Cela étant dit, en dehors de cet apport nécessaire à l’édification de la période négative du Téïsynisme, la monstration visuelle des composants de cette réalisation artistique se dérobe de l’immédiateté ainsi que de la complétude. Chacune de ces particules, en plus d’être anti-presque-prolongée, s’avère soumise à une condition de présentation singulière qui doit absolument être respectée par le ou les curateurs de l’exposition. Cet anéantissement supplémentaire, que l’on pourrait nommer « polythanasie par l’exhibition conditionnée », se manifeste ici sous la forme d’étiquettes noires et blanches, sur lesquelles on peut lire, à chaque fois, une contrainte différente. Allant d’une simple distance à respecter par rapport à un objet jusqu’à la nécessité de trouver un environnement où se déroulent des activités ignobles, surhumaines ou impossibles, SI ET LÀ tente d’enchaîner ses éléments à des données extérieures à l’accomplissement plastique, qu’elles soient en rapport avec l’être humain, l’animal, le végétal, les éléments inertes, les objets célestes, la pensée ou les entités divines.

Cependant, comme certaines exigences demeurent parfois dans l’incapacité d’être respectées, ces signes anti-presque-fragmentés, ne pouvant être montrés, sont destinés à demeurer dans l’une des pochettes de la réalisation pendant la durée de l’exposition. Par ailleurs, sur chacun de ces réceptacles, eux-aussi verts fluorescents, est collé un imprimé qui défend formellement les curieux de regarder son contenu. En conséquence, condamnée à être soumise à un environnement qui diminue l’effectif de ses particules pourtant déjà détruites, SI ET LÀ peut se donner en un seul regard, mais incomplet, puisqu’il échappera toujours à une monstration complète.
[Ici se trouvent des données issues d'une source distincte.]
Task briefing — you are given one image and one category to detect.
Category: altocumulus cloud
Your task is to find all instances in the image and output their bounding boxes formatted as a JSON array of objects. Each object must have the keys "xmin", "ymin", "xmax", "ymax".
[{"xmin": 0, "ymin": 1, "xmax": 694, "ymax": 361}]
Outre ces restrictions voulues, il est nécessaire de préciser que certains impératifs présentatifs cherchent à explorer des ambiances désagréables, comme la présence d’une particule près d’une odeur insoutenable, d’un cadavre, ou d’une orgie perverse et sadique qui mêle déjections et sécrétions du corps humain. Ne pouvant faire l’objet d’une seule exhibition dans un lieu bien tenu et, de toute manière, banalisé par un nombre croissant de musées et de galeries qui n’apprennent que très rarement à s’ouvrir sur le monde extérieur, la richesse de cette œuvre impose l’exploration de plusieurs « ci » et « là » insolites, sordides, macabres, parfois impossibles, inexistants ou passés.

De ces quelques clarifications sur la portée réductrice de cette œuvre anti-excoordiste, il est désormais aisé de comprendre que le titre de la réalisation tient en un simple jeu de mots, créé à partir d’un remplacement de la lettre « c » par la lettre « s » dans l’expression « ci et là », qui renvoie non seulement à un éparpillement des composants, mais aussi aux différentes conditions qui réduisent le champ des possibilités de présentations concrètes.